Chromatin plays a key role in nearly all eukaryotic DNA templated processes such as mitosis, DNA repair, and transcription. Disruption of chromatin structure is intimately associated with various human diseases, such as cancer and several congenital syndromes including α-thalassemia/mental retardation and Rubinstein-Taybi syndromes 
. The molecular basis for chromatin function can be understood at level of the nucleosome, comprised of approximately 146 base pairs of DNA coiling around an histone octamer conformed by one histone H3–H4 tetramer and two histone H2A–H2B dimers 
. Chromatin domains are formed and maintained by the interaction and post-translational modification (PTM) of chromatin proteins, which can epigenetically alter gene expression 
. Within these domains, transcriptionally active regions constitute euchromatin, while transcriptionally inert regions constitute heterochromatin 
. Euchromatin is less condensed, and believed to be more accessible to transcription factors, whereas heterochromatin is more condensed and less accessible to the transcriptional machinery 
. This epigenetic and structural regulation, along with the genomic information, has been termed the “Chromatome” 
. Improved system-wide knowledge of the components of chromatin could provide a holistic insight into its higher-order structure and function.

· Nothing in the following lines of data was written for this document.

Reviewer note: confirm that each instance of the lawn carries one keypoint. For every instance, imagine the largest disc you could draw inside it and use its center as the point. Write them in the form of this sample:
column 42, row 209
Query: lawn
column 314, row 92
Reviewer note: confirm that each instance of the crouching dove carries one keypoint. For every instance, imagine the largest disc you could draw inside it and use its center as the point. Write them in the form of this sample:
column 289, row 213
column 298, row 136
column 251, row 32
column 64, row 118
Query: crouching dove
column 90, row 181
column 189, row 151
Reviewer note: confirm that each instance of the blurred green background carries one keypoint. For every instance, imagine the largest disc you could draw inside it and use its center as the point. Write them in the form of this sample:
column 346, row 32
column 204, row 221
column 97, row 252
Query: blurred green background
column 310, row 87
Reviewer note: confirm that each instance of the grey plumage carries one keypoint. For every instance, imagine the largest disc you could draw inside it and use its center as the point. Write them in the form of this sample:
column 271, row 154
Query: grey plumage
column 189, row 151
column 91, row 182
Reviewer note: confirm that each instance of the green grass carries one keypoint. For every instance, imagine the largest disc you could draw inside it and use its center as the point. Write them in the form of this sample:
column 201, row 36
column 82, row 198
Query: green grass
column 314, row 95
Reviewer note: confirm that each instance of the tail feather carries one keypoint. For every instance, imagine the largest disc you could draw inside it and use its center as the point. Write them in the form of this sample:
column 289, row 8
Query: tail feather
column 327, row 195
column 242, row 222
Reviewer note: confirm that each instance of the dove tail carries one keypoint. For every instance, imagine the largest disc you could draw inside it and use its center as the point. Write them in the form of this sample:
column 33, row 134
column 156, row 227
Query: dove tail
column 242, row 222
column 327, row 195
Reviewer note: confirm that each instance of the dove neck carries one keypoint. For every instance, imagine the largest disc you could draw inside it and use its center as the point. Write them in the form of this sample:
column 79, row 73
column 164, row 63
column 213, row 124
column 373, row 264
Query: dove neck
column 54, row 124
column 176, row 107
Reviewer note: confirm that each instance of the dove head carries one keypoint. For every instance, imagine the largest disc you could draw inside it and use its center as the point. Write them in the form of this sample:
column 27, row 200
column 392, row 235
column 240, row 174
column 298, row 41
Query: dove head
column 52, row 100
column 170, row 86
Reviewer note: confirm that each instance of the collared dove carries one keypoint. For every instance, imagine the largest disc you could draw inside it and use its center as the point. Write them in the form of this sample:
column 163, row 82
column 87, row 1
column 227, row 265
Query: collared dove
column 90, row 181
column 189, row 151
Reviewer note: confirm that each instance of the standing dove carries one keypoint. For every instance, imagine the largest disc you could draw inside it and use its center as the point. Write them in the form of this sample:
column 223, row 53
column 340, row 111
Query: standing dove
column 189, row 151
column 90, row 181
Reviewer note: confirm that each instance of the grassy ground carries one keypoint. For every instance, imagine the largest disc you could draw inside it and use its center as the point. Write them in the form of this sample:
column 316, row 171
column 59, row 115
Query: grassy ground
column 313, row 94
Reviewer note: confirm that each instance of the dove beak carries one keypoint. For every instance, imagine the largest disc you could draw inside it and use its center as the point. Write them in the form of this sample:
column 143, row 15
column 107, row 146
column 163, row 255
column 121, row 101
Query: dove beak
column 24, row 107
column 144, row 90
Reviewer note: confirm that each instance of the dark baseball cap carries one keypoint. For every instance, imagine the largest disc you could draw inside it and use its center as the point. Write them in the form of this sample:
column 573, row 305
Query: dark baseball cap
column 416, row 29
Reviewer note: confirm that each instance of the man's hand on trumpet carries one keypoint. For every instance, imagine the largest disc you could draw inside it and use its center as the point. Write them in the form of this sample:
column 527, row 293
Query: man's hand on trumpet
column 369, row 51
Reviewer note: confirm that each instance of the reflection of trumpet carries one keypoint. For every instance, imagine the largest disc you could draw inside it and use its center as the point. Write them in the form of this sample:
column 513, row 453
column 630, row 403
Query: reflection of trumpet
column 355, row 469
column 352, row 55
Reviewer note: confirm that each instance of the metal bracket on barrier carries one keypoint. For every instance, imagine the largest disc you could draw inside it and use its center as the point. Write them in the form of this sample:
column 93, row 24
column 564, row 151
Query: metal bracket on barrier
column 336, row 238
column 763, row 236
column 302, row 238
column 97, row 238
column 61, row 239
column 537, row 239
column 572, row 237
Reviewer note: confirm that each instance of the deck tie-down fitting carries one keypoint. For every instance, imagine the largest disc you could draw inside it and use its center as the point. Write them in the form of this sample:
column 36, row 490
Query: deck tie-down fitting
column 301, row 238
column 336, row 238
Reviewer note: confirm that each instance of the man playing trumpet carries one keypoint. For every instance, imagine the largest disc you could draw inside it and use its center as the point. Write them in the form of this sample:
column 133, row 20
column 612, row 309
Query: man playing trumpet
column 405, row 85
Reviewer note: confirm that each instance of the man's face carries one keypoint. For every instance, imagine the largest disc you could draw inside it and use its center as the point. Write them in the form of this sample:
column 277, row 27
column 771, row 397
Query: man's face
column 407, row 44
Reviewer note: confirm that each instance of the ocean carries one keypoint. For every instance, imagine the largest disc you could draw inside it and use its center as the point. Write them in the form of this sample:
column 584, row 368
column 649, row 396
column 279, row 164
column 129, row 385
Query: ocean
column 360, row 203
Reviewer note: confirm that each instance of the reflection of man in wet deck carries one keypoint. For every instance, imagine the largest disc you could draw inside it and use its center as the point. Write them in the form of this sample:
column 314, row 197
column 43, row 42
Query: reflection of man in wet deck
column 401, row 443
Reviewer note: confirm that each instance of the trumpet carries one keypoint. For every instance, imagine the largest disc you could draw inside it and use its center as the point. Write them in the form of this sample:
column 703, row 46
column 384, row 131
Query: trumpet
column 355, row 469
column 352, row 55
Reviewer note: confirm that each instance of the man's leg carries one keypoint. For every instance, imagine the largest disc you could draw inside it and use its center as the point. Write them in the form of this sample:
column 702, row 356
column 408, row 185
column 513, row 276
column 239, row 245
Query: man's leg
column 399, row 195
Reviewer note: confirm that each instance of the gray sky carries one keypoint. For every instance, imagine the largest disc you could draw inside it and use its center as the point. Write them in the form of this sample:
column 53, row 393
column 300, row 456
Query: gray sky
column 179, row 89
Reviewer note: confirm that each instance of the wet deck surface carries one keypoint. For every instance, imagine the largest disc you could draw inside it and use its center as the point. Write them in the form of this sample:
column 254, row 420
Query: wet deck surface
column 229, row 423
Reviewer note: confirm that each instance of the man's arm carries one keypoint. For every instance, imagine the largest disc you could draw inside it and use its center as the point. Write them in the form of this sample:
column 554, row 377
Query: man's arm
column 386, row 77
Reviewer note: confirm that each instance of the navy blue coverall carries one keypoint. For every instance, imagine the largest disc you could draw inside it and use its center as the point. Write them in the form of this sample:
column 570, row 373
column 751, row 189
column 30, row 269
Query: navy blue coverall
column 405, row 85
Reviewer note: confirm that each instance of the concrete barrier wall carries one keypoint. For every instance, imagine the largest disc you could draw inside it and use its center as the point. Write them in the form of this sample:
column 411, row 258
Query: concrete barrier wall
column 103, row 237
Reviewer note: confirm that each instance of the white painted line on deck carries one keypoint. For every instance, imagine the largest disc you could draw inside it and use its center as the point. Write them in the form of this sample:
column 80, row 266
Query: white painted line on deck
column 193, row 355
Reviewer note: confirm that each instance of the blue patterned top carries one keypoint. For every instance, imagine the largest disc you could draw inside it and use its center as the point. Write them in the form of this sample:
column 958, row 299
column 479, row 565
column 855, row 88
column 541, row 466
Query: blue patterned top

Fully characterizing the chromatome is nontrivial as many chromatin proteins are expressed transiently, at low levels, or are difficult to extract from the nucleus 
. Furthermore, no purification method has arisen as the “gold standard” for chromatin extraction. Proteomic techniques have partly circumvented these difficulties and considerably accelerated studies on the chromatin proteomes from various species including Oryza sativa
, Saccharomyces cerevisiae
, Xenopus laevis
, and Caenorhabitis elegans 
. Several mass spectrometry (MS)-based proteomic studies have also made notable progress in characterizing human chromatin from mitotic chromosomes 
. In B lymphocytes, over 280 chromatin proteins were recently identified, however, with only 64 known to be nuclear, clearly illustrating the technical issues associated with purifying chromatin fractions 
. While a vast number of chromatin proteins has been detected, the total number of human chromatin proteins, including variants and isoforms, is likely to be much larger with over 2,000 hypothetical human genes encoding for transcriptional activators alone 
Another layer of chromatome complexity lies in the post-translational modification (PTM) of chromatin proteins. Several chromatin proteins are known to be highly modified, such as Heterochromatin Protein 1 (HP1) and High Mobility Group (HMG) proteins, where these PTMs may control protein function and regulate chromatin structure 
. Notable among this broad class of proteins, histone proteins exhibit extensive PTM patterns including methylation and acetylation at specific residues 
. Interestingly, histone PTMs are linked to various cellular events including apoptosis, cellular differentiation, and the cell cycle 
. Specific histone PTMs have been reported to associate with eu- and heterochromatin, and coexisting PTMs form and maintain those regions 
. The diversity and specificity associated with histone PTMs has led to the ‘Histone Code’ hypothesis, which proposes that PTMs act as binding sites for other chromatin proteins that “interpret” these modifications to regulate DNA-templated processes 
. Quantifying the full collection of histone PTMs involved in euchromatin and heterochromatin maintenance therefore may illuminate downstream and upstream mechanisms governing these genomic regions.
Here we present a large-scale proteomic mass spectrometry-based comparison of three selected chromatin extraction methods. Proteins enriched in each preparation were analyzed via a Bottom Up mass spectrometry based proteomics approach including separation by one-dimensional gel electrophoresis (1D-SDS-PAGE), in-gel tryptic digestion, and nanoflow LC-MS/MS performed in a high-resolution Orbitrap mass spectrometer. Our results indicate that, depending on the downstream application, a decision between biological specificity and broadness of characterization must be made in selecting a chromatin purification method. By way of this qualitative comparison, we also achieve an extensive proteomic catalog of human chromatin. This platform identified over 1,900 unique proteins from these fractions, the majority of which are annotated as nuclear proteins. We analyzed our datasets using a Normalized Spectral Abundance Factor (NSAF) approach to obtain a relative protein abundance profile and also detected numerous PTMs in our datasets, including acetylation, mono-, di- and trimethylation of lysines and arginine methylation 
. Moreover, we attempted to carry out proteomic investigations into euchromatin- and heterochromatin-enriched fractions and identified proteins seemingly enriched in either fraction. To corroborate the enrichment for these genomic regions, we also characterized histone PTMs in the euchromatin or heterochromatin enriched samples using a stable isotope labeling quantitative MS method. We hope our findings will act as a foundation for additional studies involving the higher-level structure of chromatin and its roles in basal or aberrant gene functions during dynamic or epigenetic processes.